My question is I'm trying to replace the rusted springs and was wondering if a standard spring from an ink pen or mechanical pencil would work as replacements. I don't want anything that would overheat and burn my house down. Lamp is 75w, 12v 6.5amp
 

Alec_t

Joined Sep 17, 2013
14,313
Welcome to AAC!
If the new springs are of similar size/gauge to the old ones and importantly can provide the same compressive force as the old ones they should be ok.
 

jpanhalt

Joined Jan 18, 2008
11,087
That spring is pretty much a standard spring. Slim chance it is beryllium-copper ( a springy copper alloy). I would use any steel spring that fits.
 

ebp

Joined Feb 8, 2018
2,332
If you intend to use a quartz-halogen lamp, I strongly recommend replacing the lamp holder. Adequate pressure is important to reliable contact. The terminals will operate at very high temperature, so ordinary electrical wires are not safe. Most newer lamp holders like that use silicone insulation, often with glass or ceramic braid over the silicone, or insulation that is entirely high-temperature fibre of some sort. Poor contact pressure and/or incorrect wire insulation poses a fire hazard.

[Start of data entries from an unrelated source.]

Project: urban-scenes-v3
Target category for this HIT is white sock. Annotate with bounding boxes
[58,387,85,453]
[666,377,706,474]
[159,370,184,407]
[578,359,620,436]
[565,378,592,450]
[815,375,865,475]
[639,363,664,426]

Lamp sockets can be found on ebay and the like, though getting types that actually have a safety agency approval can be a challenge. I think I've seen ceramic sockets for sale in hardware stores, but I can't really say for sure. You would have to know the pin spacing, which may be metric. The lamp looks like it may be an MR16 type (Multi-faceted Reflector, 16 eights of an an inch in diameter).

this should bring up some images; I have know knowledge of any of the vendors
https://www.google.com/search?clien...jQIHQegCm8Q4lYIKCgC&biw=1216&bih=621&dpr=1.58
Most are small round types that you probably can't use, but there should be enough to help you formulate a better search.

If the optical fibres are a bundle that sort of terminates at the actual small envelope around the filament, you may have little choice but to stick with a QH lamp. You might be able to find a LED lamp that performs adequately, but you have to be careful. Some LED types have a number of small LEDs over a large area and probably wouldn't optically couple well. Others have a single emitter (or what looks like a single emitter) centrally in the reflector and would probably optically couple reasonably well. A LED lamp would run dramatically cooler. With a LED lamp, you probably could refurbish the exiting holder and use ordinary wire quite safely.